Plaintiff Gurminder Singh of Vacaville, Calif., who is seeking class-action status for his suit, said he had been paying Google for online advertising since 2008, but early last year he began to suspect his ads were being “fraudulently manipulated” by third parties.
An unusual number of clicks led to no “conversion,” or follow-through, such as an online purchase or a call to a business, Singh claimed.
Singh said he had started advertising with Google after he learned through his research that the Mountain View digital-advertising powerhouse “promises to protect consumers from fraudulent clicks.”
Fake clicks are a problem for advertisers, who get charged by Google according to the number of times an ad is clicked.
Fraudulent clicks may originate from competitors hoping to drive up rivals’ costs, or from the owners of websites publishing pay-per-click ads, who make more money the more those ads are clicked.
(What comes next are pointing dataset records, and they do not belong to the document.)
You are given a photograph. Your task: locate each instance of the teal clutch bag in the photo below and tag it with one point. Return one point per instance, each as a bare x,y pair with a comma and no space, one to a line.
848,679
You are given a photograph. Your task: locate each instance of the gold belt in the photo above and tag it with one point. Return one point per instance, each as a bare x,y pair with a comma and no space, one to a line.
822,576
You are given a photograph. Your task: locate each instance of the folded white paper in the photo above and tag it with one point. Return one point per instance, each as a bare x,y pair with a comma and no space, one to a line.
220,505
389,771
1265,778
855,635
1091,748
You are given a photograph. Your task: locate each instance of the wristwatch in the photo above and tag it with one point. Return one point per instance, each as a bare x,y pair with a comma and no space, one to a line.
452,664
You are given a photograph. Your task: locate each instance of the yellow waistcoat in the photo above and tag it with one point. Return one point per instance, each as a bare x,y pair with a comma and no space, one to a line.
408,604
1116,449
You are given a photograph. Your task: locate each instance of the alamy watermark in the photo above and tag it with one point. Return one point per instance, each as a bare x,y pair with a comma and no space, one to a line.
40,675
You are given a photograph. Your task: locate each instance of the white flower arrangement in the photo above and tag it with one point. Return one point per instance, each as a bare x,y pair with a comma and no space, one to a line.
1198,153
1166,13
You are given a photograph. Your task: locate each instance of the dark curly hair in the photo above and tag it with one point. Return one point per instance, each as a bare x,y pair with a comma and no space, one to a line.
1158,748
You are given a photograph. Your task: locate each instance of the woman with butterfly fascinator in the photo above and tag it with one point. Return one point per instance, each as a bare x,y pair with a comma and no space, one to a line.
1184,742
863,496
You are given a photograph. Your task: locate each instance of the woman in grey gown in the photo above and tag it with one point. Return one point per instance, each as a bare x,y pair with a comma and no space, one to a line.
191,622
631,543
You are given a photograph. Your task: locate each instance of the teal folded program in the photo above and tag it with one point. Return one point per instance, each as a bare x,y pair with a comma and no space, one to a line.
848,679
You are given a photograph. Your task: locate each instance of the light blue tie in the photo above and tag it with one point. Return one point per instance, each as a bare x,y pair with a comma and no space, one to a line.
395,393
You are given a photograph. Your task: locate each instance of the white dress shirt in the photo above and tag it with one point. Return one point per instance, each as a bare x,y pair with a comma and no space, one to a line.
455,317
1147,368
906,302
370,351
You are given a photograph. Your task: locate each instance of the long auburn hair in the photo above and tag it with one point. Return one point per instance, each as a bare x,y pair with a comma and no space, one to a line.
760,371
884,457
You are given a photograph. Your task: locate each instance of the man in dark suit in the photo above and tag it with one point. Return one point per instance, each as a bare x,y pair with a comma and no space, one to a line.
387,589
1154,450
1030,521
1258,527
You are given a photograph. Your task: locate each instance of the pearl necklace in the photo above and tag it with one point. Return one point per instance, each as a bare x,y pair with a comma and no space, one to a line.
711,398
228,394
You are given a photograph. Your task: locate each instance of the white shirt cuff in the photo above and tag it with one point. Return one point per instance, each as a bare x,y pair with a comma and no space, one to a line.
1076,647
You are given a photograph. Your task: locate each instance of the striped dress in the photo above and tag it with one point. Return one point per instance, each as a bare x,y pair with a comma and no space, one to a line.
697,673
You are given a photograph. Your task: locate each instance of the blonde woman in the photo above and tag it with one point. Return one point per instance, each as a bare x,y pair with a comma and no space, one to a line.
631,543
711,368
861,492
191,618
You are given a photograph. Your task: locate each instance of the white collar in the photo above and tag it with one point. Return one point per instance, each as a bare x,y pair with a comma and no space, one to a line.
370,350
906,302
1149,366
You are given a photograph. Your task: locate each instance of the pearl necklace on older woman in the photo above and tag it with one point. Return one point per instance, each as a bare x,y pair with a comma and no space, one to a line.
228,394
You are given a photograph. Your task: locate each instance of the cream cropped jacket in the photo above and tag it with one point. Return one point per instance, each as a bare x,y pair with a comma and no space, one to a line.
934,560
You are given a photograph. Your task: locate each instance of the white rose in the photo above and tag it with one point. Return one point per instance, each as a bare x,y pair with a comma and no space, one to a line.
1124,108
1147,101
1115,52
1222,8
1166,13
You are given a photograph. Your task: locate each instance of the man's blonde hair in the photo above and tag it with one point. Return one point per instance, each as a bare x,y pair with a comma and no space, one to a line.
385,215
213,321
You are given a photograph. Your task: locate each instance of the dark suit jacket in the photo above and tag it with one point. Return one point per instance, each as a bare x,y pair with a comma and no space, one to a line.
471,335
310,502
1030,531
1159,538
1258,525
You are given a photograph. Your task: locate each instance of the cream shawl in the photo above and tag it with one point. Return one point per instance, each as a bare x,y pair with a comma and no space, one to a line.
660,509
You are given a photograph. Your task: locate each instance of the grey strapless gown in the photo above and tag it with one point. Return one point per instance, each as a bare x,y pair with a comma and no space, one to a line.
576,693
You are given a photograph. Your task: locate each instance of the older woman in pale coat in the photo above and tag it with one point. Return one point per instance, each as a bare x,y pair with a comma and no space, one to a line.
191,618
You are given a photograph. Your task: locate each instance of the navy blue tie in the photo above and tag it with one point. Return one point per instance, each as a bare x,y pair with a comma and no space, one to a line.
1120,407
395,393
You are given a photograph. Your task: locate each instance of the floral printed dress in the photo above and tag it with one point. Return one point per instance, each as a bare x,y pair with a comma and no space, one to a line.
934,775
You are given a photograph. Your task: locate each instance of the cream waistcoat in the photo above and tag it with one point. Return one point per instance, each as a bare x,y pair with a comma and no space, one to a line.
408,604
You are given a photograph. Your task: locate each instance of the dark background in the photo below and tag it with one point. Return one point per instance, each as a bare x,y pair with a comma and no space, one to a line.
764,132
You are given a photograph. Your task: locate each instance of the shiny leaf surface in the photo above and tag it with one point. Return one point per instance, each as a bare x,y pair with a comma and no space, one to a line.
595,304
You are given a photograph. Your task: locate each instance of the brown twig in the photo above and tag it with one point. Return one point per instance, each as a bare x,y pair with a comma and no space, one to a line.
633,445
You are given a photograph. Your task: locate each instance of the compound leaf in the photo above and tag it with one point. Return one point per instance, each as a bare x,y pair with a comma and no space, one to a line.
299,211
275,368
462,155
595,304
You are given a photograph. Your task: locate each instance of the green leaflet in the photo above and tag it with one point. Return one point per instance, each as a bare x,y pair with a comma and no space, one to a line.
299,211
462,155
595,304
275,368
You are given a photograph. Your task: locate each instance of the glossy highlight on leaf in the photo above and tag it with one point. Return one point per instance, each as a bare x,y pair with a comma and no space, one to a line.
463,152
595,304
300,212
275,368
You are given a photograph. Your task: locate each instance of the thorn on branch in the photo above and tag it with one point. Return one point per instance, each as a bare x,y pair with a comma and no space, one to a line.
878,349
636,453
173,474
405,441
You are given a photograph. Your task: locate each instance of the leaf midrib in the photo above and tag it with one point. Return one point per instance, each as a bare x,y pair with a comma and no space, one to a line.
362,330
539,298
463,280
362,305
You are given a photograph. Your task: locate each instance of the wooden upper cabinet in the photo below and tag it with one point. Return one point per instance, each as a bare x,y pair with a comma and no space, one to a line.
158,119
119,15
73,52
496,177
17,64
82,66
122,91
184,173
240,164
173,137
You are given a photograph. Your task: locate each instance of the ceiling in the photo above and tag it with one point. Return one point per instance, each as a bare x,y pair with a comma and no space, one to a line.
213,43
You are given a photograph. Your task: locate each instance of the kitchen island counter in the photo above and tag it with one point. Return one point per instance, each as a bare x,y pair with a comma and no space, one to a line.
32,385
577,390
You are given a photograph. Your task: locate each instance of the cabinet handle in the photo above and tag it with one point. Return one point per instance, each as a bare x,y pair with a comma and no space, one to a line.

The lawsuit points toward “click farms” — groups of workers paid very little to click on ads — and “click bots,” or software programs that do the clicking.
Google, Singh said in his complaint , told customers that it catches the “vast majority” of invalid clicks, and that fake clicks accounted for fewer than 10 percent of all AdWords hits.
However, he claimed, “Google has a very limited incentive to reduce third-party click fraud, because it, like the third-party website publisher, benefits from each additional click, even if such click is fraudulent.”
Google’s failure to deal with click fraud “has increased its profits by billions each and every year,” Singh claimed.
To test whether there was substance behind his suspicions, Singh designed an experiment in which he twice created both a real ad and a gibberish ad and compared the number of clicks received.
Results for his ad touting “Excellent Graphic Designs Local USA Artist Designs Custom Made Wedding Invites” were compared to those from “Welder b-tonis Welders we’ll take your left over B-tonis and produce nice designs.”
The real ad got 68 clicks, the fake ad 64, delivering a fraudulent click rate of 48 percent, Singh claimed.
Google, on a web page about invalid clicks, says it uses automated systems to filter them out, and investigates any complaints from advertisers.
Singh had filed the lawsuit in July. This month he learned that San Jose U.S. District Court Judge Beth Freeman wasn’t going to allow his experiment as evidence.